Byron SpiceTuesday, July 29, 2014

Carnegie Mellon University’s computer poker team dealt its strongest performance to date, decisively beating its competitors in Heads-Up, No-Limit Texas Hold’em at the Annual Computer Poker Competition at the Association for the Advancement of Artificial Intelligence (AAAI) meeting in Quebec City.

Meanwhile, Carnegie Mellon’s team in the annual RoboCup robot soccer competition, the winningest team in the history of RoboCup’s small-size league, had another strong outing at the world championship in João Pessoa, Brazil, though ultimately the team came in second.

At the AAAI, the CMU team included Tuomas Sandholm, professor of computer science, and two of his Ph.D. students in computer science — Noam Brown and Sam Ganzfried.  They competed against 13 other teams in the Heads-Up, No-Limit Texas Hold-em game, which Sandholm says is the game that all of the top teams focused on this year and in which the most progress has occurred in recent years.

Much as computer chess was an early milestone for artificial intelligence, computer poker has emerged as the next important challenge. In contrast to chess or Go, poker involves hidden cards and thus forces the teams to compete based on incomplete information.

The game included two categories of competition — elimination, in which the bots all play together and the weakest bot is eliminated at the end of each round, and total bankroll, where the goal is to win as much as possible from all opponents in aggregate. The CMU team, Tartanian 7, won both categories in the competition that concluded July 27.
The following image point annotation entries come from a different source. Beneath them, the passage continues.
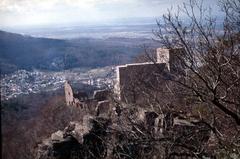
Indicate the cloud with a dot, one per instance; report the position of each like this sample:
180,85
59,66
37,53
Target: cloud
36,12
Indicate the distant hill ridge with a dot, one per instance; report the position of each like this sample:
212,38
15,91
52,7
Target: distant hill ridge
26,52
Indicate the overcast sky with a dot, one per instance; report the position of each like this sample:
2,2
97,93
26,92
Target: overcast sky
15,13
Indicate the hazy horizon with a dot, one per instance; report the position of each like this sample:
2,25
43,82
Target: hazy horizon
24,14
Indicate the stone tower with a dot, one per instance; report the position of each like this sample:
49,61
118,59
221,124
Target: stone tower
172,58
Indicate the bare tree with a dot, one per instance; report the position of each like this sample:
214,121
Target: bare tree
211,61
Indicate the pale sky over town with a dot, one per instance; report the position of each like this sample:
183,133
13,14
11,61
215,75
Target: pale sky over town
50,12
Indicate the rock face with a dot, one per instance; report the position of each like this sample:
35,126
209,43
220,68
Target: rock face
76,141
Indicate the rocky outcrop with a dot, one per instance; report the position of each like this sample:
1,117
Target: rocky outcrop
77,140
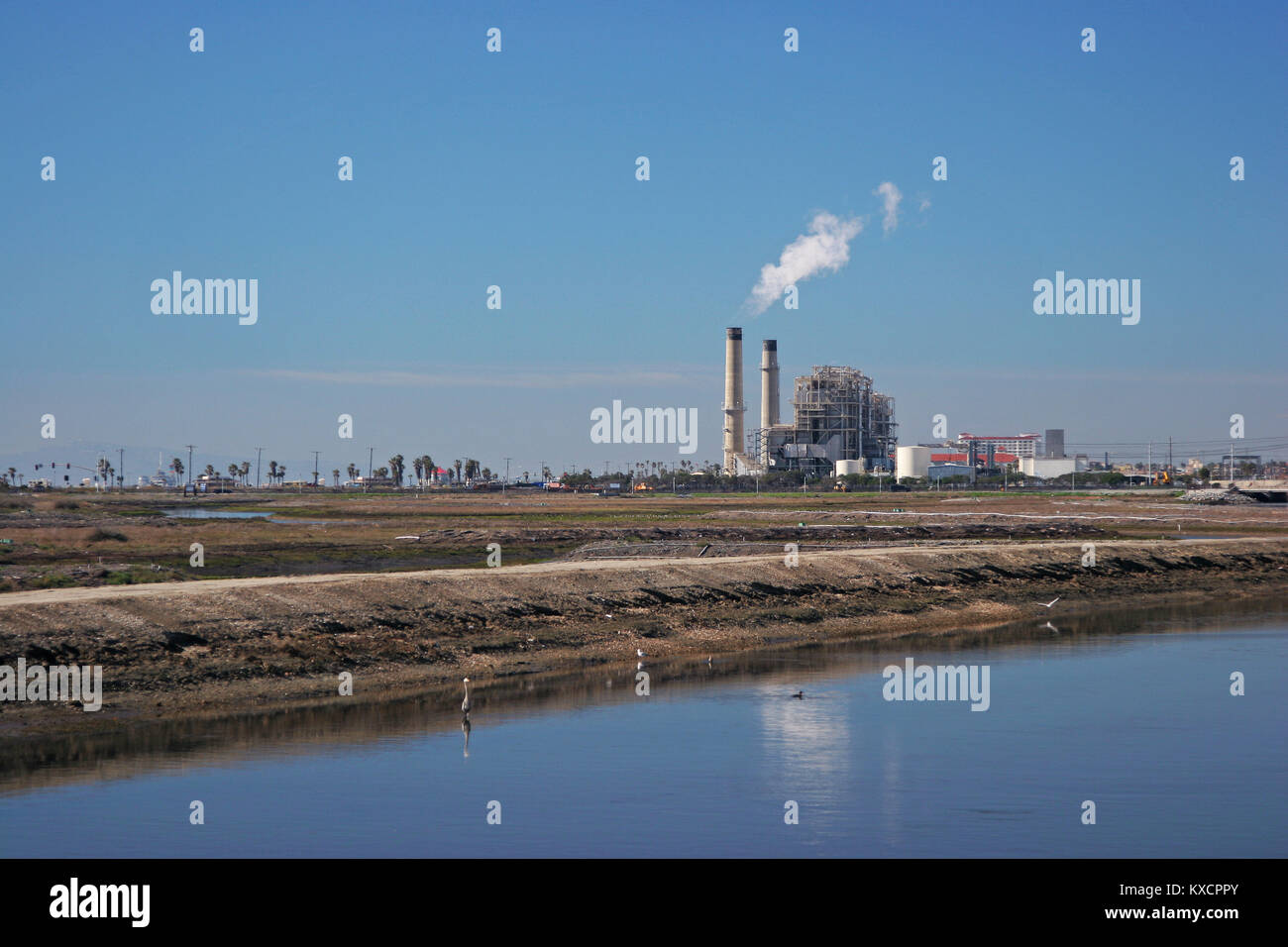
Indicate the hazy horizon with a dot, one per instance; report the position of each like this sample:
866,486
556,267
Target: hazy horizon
518,169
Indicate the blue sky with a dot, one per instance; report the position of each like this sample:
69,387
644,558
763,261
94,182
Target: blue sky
516,169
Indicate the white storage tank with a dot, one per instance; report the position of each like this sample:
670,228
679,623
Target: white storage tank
911,462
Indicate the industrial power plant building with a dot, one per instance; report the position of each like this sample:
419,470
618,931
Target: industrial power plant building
836,416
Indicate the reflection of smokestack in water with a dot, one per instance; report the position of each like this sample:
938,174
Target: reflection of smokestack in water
733,407
769,382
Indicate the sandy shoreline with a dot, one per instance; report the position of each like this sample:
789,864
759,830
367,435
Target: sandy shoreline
252,644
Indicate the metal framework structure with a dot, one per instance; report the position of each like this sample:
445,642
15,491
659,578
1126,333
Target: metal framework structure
837,416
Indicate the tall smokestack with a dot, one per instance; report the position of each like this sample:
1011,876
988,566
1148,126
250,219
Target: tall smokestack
769,382
733,407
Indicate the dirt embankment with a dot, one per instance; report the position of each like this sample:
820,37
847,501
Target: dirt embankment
231,644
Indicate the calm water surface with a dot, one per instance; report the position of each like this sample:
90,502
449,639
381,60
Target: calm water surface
1131,710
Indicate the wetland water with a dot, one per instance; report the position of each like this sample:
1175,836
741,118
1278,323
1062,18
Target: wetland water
1131,710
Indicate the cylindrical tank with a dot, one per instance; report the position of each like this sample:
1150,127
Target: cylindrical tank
911,462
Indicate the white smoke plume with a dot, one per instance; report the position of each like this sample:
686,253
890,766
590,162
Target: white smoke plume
890,197
824,248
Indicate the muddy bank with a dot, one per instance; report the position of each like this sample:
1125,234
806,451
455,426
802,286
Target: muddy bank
226,646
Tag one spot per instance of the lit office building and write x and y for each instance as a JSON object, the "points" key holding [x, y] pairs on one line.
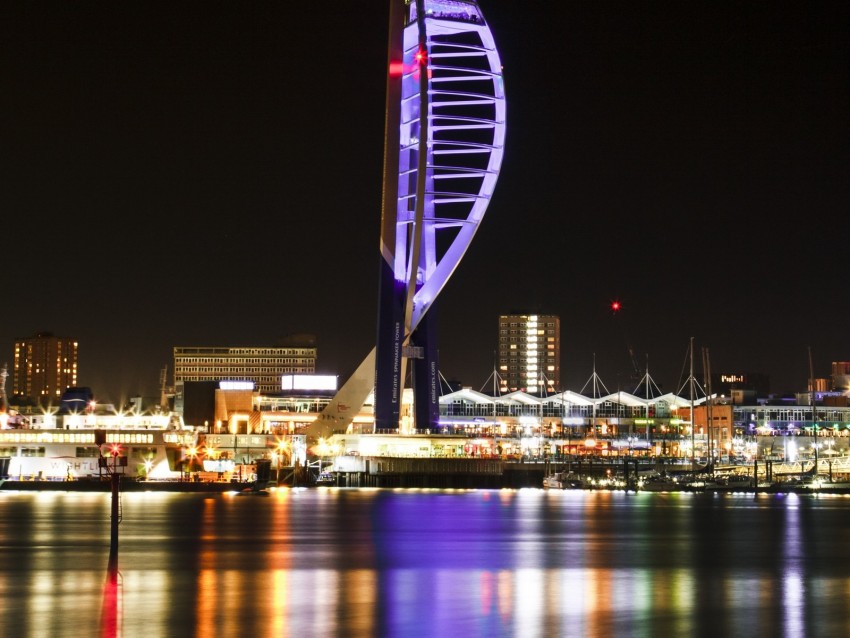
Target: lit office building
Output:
{"points": [[529, 354], [264, 366], [45, 366]]}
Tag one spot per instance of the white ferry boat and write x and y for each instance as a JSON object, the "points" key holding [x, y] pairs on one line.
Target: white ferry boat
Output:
{"points": [[73, 446]]}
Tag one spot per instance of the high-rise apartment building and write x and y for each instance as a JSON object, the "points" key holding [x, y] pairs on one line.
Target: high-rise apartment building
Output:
{"points": [[45, 366], [529, 353], [264, 366]]}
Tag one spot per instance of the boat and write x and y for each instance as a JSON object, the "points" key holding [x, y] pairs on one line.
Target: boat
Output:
{"points": [[730, 483], [564, 481], [56, 447], [659, 483], [326, 478]]}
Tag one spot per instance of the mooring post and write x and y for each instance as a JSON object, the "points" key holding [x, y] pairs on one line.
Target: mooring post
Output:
{"points": [[116, 512]]}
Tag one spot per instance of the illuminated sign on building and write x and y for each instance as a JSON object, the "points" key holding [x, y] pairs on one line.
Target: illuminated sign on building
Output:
{"points": [[308, 382], [236, 385]]}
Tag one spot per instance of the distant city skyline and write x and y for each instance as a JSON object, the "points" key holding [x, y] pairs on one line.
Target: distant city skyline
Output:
{"points": [[176, 179]]}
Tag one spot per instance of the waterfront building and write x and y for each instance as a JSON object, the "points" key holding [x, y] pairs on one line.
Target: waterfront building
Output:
{"points": [[529, 353], [44, 367], [262, 365], [841, 377]]}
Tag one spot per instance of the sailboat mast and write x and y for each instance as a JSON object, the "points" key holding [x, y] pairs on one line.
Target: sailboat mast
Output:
{"points": [[812, 404]]}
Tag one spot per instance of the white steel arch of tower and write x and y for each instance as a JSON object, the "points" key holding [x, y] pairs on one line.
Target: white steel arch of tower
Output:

“There were statistical ties for second, third, and fourth, but we won both categories with clear statistical significance,” Sandholm said.

At RoboCup, July 19–25, the CMDragon team included Manuela Veloso, professor of computer science, two of her Robotics Institute Ph.D. students, Joydeep Biswas and Juan Pablo Mendoza, and two Computer Science Department Ph.D. students, Danny Zhu and Richard Wang. The team won seven games to get to the final, a rematch of last year’s final with a team from China’s Zheijang University.

“The game was very good, even if we lost 2-0,” Veloso said.

Like computer poker, robot soccer is a major scientific challenge, requiring teams to create algorithms and tactics that enable their teams to work cooperatively toward a goal in an adversarial environment. Veloso, a founder of RoboCup, discussed the progress being made in this area in an interview with The Economist.